Winning all the battles but losing the war

Keeping with the theme of my last post, I just want to remark on the inexplicable stupidity of Israel's handling of the situation in Gaza. I am somewhat led to believe that Israel is less concerned with actually preventing terrorism as much as they are perpetuating it, because as long as they can paint all Palestinians as terrorists, they can hope to keep international opinion on their side while they continue to expand their borders in violation of UN Resolution 242. Perhaps they are just simply guilty of being foolish.
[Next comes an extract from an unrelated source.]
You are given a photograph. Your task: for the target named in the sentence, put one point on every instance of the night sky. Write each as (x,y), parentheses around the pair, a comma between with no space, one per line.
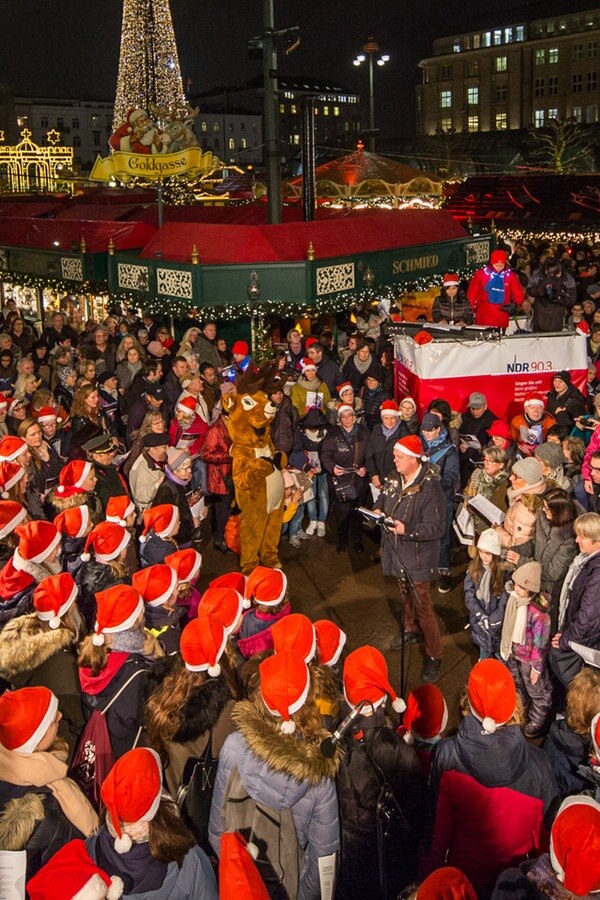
(68,48)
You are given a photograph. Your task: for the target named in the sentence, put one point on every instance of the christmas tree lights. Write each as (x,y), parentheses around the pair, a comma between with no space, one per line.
(148,64)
Whatever the case, I think they should take notes from the pages of the book The Utility of Force: The Art of War in the Modern World:

In comparison to Western high-tech forces [terrorists and insurgents] are ill-equipped, and adapt readily available civil technology to their own military ends, as with the cell phone used for initiating an improvised explosive device - an event now so common it has the military acronym of IED. The threats they pose are not directly to our states or territories but to the security of our people - in the flesh and in the media - and it is there that the fight takes place. But this fight must be won so as to achieve the ultimate objective of capturing the will of the people; in other words, one can escalate with increasing firepower and high-tech forces to the theoretical point of massive destruction - but beyond bringing great collateral damage, this will play into the hands of the opponent. Israel's attacks on Lebanese civilians infrastructure in the conflict of 2006 gives a good example of these consequences. Apart from raising serious legal and moral issues, it is this way of thinking that leads to the phenomenon of winning every battle and losing the war. - Gen. Rupert Smith


Clearly, no one within the IDF has read General Smith's book.